If you garden in a colder zone, you need to offer your roses at least some degree of protection in the winter. Most winter damage to roses is caused by frost heave (damage to the roots) or is the result of sun scald and drying winter winds (damage to the canes). Because even the hardiest of roses can succumb to unpredictable winter weather, it's best to choose a good method of protection before the cold weather arrives. Climbing or Rambling Roses: Cover the base of the plants with a mound of soil. To leave the stems on their existing supports, wrap them in burlap packed with straw and secure them with twine. In severe winter zones, remove the stems from their supports, carefully bend them over and stake them to the ground, and cover them with at 6 inches of mulch.
Container Roses: When temperatures drop below freezing, move container roses into an unheated garage or outbuilding until the weather warms up again in the spring. Check them occasionally throughout the winter to make sure the soil in the container doesn't completely dry out, but don't give them any fertilizer. Another method is to sink the plant, container and all, into the ground outdoors. Surround the exposed part of the plant with a collar or cage and fill it with straw or leaves.
Hybrid Teas and Floribundas: Apply a final dust or dormant spray before covering plants. Cover the crown of the plant with at least 6 inches of soil, then cover the entire plant and soil mound with an additional 6-12 inches of hay or straw. In harsh climates these rose types may need to be buried.
Shrubs and Old Fashioned Garden Roses: In all but the coldest zones, most shrub roses and old fashioned garden roses require little or no winter protection. In colder zones, mound the plants with straw or hay as you would with more tender roses.
Tree Roses: In all but the mildest climates, remove the support stake and lay the trunk flat on the ground. If the trunk cannot be bent without causing damage, use The Minnesota Tip method (below) to lift one side of the root ball out of the ground so the trunk can lay flat. Cover the entire plant with soil (top, trunk, and exposed roots) and mulch with an additional several inches of straw. Tree roses growing in containers can be moved into an unheated garage or outbuilding until spring.
By Ellen Brown
One question that comes up for many gardeners this time of year, is how to prepare their roses for winter.
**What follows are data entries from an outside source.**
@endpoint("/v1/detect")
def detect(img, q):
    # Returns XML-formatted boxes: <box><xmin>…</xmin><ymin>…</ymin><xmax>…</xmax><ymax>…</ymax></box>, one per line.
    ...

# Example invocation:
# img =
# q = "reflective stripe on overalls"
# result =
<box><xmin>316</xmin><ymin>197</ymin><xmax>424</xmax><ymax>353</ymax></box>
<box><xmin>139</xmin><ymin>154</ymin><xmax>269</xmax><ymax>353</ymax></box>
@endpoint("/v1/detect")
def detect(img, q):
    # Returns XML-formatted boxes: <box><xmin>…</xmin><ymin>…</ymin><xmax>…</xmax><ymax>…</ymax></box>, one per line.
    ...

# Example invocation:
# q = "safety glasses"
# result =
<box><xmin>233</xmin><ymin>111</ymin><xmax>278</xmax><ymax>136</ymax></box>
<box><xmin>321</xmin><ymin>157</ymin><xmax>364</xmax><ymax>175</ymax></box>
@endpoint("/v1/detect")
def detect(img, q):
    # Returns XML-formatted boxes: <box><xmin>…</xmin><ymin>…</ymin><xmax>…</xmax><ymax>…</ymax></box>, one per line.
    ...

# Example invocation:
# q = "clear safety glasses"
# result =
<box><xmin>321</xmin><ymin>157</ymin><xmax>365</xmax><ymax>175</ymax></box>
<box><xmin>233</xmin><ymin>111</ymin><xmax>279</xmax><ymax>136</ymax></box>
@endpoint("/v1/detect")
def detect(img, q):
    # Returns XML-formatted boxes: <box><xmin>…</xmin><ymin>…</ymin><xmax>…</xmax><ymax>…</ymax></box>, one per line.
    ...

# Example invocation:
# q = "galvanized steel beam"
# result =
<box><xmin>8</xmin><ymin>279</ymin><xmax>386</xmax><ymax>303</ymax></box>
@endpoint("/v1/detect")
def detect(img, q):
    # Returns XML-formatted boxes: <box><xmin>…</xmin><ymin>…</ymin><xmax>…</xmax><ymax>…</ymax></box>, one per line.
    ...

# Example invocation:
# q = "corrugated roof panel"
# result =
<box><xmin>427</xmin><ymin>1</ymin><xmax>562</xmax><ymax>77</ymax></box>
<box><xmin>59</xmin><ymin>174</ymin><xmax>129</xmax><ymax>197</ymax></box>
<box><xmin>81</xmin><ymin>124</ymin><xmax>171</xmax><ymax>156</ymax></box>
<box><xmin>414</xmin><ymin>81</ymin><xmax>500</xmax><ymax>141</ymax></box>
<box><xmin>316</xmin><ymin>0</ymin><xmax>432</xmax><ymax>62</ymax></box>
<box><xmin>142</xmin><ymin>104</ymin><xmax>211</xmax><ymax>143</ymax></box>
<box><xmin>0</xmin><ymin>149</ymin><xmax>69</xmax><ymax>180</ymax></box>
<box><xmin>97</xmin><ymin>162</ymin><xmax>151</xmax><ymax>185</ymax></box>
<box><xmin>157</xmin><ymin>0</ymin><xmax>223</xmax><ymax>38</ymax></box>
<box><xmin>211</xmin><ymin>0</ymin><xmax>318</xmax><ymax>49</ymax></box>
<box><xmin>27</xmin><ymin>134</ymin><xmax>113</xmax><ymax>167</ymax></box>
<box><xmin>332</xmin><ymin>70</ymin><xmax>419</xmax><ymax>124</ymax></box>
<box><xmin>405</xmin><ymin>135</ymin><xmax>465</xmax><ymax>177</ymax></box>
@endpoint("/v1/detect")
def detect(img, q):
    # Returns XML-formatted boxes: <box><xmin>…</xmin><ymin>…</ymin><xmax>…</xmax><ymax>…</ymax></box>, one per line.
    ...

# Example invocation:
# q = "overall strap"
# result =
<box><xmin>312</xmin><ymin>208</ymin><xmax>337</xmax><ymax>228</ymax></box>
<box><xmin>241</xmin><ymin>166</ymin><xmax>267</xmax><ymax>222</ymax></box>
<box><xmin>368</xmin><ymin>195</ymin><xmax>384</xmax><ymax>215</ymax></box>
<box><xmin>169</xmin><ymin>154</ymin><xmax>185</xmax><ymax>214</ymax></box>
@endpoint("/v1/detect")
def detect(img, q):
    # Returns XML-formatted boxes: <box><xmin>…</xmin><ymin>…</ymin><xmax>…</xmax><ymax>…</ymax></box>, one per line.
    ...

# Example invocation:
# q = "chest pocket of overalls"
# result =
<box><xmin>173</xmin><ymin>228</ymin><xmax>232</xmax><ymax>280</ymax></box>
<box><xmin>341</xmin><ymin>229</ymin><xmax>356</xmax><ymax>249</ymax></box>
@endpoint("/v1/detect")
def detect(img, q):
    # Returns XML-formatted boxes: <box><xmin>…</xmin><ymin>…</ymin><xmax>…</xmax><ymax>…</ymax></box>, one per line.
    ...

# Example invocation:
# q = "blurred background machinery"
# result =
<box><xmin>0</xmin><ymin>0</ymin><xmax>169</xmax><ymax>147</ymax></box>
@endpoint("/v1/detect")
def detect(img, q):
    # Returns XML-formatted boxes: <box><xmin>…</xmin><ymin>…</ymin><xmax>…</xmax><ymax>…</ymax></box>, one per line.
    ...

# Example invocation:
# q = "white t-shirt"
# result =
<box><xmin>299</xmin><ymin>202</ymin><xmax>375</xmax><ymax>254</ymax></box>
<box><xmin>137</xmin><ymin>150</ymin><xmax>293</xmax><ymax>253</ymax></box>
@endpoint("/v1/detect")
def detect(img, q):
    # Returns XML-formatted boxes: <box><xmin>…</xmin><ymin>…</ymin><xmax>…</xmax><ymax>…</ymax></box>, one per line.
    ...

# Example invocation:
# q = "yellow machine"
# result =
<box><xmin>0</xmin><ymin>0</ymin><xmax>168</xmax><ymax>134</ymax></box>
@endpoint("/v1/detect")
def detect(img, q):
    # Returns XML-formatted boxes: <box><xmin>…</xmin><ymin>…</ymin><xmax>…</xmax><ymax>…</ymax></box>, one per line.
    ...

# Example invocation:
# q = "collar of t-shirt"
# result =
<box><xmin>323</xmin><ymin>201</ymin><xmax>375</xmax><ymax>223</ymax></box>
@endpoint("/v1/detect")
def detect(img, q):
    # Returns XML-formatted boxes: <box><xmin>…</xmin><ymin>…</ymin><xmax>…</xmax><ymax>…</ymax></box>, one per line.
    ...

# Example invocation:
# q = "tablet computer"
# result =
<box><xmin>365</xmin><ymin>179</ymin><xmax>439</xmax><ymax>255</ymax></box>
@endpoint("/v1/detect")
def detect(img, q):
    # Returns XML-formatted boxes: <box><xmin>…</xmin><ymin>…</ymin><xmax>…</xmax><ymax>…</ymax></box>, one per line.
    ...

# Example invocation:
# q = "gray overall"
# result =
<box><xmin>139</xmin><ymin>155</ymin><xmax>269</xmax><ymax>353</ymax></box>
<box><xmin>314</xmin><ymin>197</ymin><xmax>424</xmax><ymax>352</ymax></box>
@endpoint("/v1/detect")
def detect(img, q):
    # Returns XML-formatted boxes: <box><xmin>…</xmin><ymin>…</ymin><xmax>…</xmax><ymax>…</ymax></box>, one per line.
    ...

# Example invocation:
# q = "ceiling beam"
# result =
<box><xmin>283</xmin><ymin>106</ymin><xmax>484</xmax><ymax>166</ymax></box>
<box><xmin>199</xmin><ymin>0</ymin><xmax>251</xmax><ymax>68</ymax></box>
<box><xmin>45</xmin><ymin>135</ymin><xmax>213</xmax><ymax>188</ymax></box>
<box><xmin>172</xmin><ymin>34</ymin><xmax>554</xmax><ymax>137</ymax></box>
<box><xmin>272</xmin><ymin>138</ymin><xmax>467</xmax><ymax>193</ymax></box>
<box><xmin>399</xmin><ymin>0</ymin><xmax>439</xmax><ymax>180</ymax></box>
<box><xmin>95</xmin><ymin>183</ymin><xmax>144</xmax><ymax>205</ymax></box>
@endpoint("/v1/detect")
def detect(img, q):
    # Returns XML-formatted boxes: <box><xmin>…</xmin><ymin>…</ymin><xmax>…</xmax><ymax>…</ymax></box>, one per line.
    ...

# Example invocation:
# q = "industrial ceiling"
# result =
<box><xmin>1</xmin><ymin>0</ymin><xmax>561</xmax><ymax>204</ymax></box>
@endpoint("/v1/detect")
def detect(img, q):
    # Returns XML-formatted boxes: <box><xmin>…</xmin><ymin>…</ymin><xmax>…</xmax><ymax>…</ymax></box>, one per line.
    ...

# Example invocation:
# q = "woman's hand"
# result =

The harsh winter weather found colder zones (zones 6 and below) can easily claim the lives of hybrid tea roses, floribunda and grandiflora roses, unless they are offered at least some level of winter protection. There are several ways to prepare your roses for winter and which method works best continues to cause heated debates among rosarians. In my opinion, it doesn't matter which method you choose, just as long as it carries your roses through until next spring. Mounding or "Hilling": Use fresh soil (or compost, bark, vermiculite, peat moss, saw dust, etc.) to create a mound of loosely layered mulch around the base of each bush. The mulch should be at least 10-12 inches deep. You don't have to cover the entire plant, but make sure the base of the bush is well insulated against the cold.
Gardeners in the coldest zones (6 and below) will want to take this a step further and cover the entire plant with mulch. You can do this quite easily by adding a collar around the bush made from chicken wire, hardware cloth or a tomato cage. Wrap the collar with cardboard, bubble wrap or tarp, fill it up with fresh straw and cover the top to prevent snow or rain from collecting inside. Keep the straw loose and the mulch porous to encourage air circulation and avoid smothering the roots and crown. This method usually provides enough protection for roses grown in zones 7 and 8.
Rose Cones: Another method is to add 10 to 12 inches of loose mulch around the base of the rose bush and cover it using a commercially available rose cone. These are usually made from Styrofoam and will need to be secured by some type of weight (rock or brick) to keep them from blowing away. If you're covering extremely tender roses, cut of the top of the cone and add straw for extra protection. It's also best to poke a few small holes in the sides of the cone to allow for some airflow.
Tipping: Here in Minnesota, many rosarians use a method we call the Minnesota Tip. The first step is to dig a trench. Start the digging away from the bush and work your way towards it. The trench needs to be long enough and wide enough to accommodate the entire rose bush.
Now using a spading fork, carefully pull the soil away from the area between the bud union and the main branching of the root system. You want to loosen the soil around the roots until you can bend or "tip" the bush completely into the trench. Hold the bush down into the trench and cover it with 2 or 3 inches of soil. On top of this, add 18 inches of loose leaves or straw. Around April 1st, gradually uncover the roses as the weather continues to warm up. By mid April, the roses can be lifted back into their upright positions and the canes syringed with water to prevent them from drying out.
Protecting Climbers: To protect climbing roses, remove them from their supports, bundle the canes, lay them on the ground and cover them with 6 to 10 inches of soil and mulch. Try to avoid cracking or splitting the stems when bending them.